1. Use realia. Yes, it can be a bit of a hassle, and you will always need to be careful of allergies, but talking about German Christmas biscuits (Plätzchen) or a French “Galette des Rois” is always more interesting if you can see one, or EAT one. Watch out for nuts though, as both commonly contain almonds. You could also use other festive items in a “feely bag” (a cloth bag which can’t be seen through) to set the scene and teach the vocabulary.
2. If you can’t use realia then you could always use some good pictures of the items, or look for a video (there are instruction videos for baking all kinds of treats on a popular video-sharing website!). This could then lead to a great practice of the imperative as the students can reproduce the instructions for making the recipe – or give instructions for how to make one of their own traditional treats.
3. Exploit the topic blatantly to practise grammar, while hiding the fact that you are doing so! “I went to the shops and I bought…” is a popular memory game where each person adds an item which was bought, and then has to remember all the items which went before. Make it more complicated by encouraging the use of adjectives.
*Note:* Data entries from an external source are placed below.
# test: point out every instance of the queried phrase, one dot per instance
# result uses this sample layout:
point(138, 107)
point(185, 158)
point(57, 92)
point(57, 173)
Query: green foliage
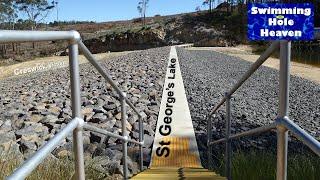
point(50, 169)
point(262, 165)
point(36, 10)
point(7, 12)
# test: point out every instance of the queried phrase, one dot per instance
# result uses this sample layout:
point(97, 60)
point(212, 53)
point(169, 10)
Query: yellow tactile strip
point(180, 154)
point(178, 174)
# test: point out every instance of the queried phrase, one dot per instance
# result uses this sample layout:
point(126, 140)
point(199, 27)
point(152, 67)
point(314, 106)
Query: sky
point(112, 10)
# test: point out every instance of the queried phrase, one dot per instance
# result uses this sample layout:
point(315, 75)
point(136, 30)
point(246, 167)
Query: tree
point(142, 8)
point(208, 3)
point(7, 12)
point(36, 10)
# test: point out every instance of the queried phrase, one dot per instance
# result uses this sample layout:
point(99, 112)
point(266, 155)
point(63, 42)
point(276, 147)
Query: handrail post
point(209, 136)
point(282, 132)
point(76, 109)
point(124, 134)
point(228, 141)
point(141, 138)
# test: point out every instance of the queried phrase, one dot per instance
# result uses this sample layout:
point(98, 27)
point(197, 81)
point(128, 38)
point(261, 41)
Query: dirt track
point(309, 72)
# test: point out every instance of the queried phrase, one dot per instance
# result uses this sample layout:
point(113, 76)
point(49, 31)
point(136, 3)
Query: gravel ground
point(208, 74)
point(33, 108)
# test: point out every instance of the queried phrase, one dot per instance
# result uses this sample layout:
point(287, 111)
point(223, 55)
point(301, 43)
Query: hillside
point(200, 28)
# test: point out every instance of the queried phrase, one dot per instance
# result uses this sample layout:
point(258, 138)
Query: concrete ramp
point(175, 143)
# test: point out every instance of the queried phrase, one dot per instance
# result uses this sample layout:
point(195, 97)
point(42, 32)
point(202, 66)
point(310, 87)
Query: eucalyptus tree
point(142, 8)
point(35, 10)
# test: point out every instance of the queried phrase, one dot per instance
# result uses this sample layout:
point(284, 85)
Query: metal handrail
point(283, 124)
point(77, 124)
point(251, 70)
point(251, 132)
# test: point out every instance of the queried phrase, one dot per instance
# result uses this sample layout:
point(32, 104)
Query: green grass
point(262, 165)
point(51, 168)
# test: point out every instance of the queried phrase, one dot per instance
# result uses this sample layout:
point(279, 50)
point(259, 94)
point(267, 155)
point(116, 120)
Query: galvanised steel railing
point(282, 123)
point(77, 124)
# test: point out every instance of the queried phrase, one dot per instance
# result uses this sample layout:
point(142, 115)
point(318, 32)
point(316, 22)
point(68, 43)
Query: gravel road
point(208, 74)
point(34, 107)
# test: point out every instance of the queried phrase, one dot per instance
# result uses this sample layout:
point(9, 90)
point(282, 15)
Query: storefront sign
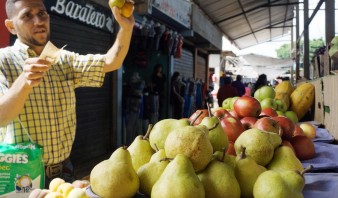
point(180, 10)
point(84, 12)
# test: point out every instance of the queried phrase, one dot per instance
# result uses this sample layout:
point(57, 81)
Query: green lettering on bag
point(21, 169)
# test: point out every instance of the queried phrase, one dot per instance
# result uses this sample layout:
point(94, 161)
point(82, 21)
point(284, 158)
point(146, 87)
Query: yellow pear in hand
point(140, 150)
point(151, 171)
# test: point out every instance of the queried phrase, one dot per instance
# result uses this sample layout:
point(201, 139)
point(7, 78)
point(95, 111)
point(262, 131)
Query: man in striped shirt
point(37, 96)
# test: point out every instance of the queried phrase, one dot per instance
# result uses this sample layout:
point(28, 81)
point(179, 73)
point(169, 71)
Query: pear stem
point(307, 169)
point(156, 147)
point(150, 126)
point(165, 159)
point(195, 119)
point(213, 127)
point(243, 155)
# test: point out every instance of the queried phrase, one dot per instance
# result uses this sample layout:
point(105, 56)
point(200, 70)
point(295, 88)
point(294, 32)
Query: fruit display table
point(322, 185)
point(321, 181)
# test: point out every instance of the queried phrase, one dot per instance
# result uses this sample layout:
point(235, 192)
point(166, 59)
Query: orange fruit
point(117, 3)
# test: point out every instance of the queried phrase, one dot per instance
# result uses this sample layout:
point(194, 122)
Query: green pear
point(247, 172)
point(161, 130)
point(178, 180)
point(232, 102)
point(191, 141)
point(140, 150)
point(284, 158)
point(219, 180)
point(260, 145)
point(217, 136)
point(151, 171)
point(280, 183)
point(222, 156)
point(115, 177)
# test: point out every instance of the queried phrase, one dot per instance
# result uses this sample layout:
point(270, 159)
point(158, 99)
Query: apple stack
point(234, 152)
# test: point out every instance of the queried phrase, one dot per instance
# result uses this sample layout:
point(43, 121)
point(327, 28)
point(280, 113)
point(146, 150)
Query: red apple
point(287, 126)
point(303, 146)
point(269, 112)
point(231, 149)
point(198, 116)
point(247, 106)
point(233, 113)
point(248, 122)
point(308, 129)
point(298, 130)
point(268, 124)
point(232, 127)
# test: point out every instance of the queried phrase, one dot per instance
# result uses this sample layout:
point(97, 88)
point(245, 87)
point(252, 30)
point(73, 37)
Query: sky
point(316, 31)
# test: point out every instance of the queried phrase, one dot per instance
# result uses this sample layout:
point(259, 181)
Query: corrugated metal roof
point(250, 22)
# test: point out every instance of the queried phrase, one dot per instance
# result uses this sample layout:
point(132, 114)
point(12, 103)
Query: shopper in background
point(158, 82)
point(261, 81)
point(239, 85)
point(226, 91)
point(37, 95)
point(176, 99)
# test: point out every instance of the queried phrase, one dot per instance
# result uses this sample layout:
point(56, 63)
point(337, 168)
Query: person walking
point(226, 91)
point(239, 85)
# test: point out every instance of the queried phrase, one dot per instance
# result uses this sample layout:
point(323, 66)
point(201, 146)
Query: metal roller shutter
point(94, 105)
point(185, 64)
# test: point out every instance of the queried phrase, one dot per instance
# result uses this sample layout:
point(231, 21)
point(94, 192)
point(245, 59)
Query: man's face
point(31, 22)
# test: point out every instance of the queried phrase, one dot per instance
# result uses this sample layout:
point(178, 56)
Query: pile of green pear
point(177, 158)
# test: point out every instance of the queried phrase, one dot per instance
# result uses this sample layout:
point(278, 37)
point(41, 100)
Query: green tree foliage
point(284, 51)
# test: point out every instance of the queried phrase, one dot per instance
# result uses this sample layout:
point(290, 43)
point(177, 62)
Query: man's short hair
point(10, 8)
point(227, 80)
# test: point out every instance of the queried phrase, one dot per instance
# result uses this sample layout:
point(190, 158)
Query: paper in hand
point(51, 53)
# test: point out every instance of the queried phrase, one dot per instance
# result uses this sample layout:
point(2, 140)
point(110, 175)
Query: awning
point(250, 22)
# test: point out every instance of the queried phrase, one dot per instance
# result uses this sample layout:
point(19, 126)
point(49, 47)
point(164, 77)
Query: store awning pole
point(306, 62)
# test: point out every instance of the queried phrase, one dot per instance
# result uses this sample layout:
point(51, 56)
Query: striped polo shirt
point(49, 114)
Discuss gender differences for the use of those adjectives and help the children to get some oral practice at the same time. You could extend the game further by listing different activities which will be done (or which must/could/should be done – squeeze in some modal verbs!) in order to prepare for the festive season.
4. Try to highlight the similarities and differences between the country in which you are teaching and the way that the festival is celebrated in the target language area. This kind of cultural input is what brings language-learning to life and makes it all more interesting. You could produce a “letter from a penfriend” to talk about their country and encourage students to write back to them for an independent writing task.
5. Use traditional tales, legends etc. You could use card sorting to order the traditional nativity story, to explain about St Nikolaus visiting German children on December 5, to tell the story of how the church bells bring the chocolate eggs to French children at Easter etc. Students could be encouraged to tell the story of one of their own festivals in a similar way.
Time pressure is always a challenge, especially in the GCSE course, but the ideas above could also be adapted to be used in an extra-curricular language club, or as a one-off lunchtime activity for those who have more than 20 minutes to eat.
In the meantime – Joyeux Noël, Frohe Weihnachten – and Merry Christmas!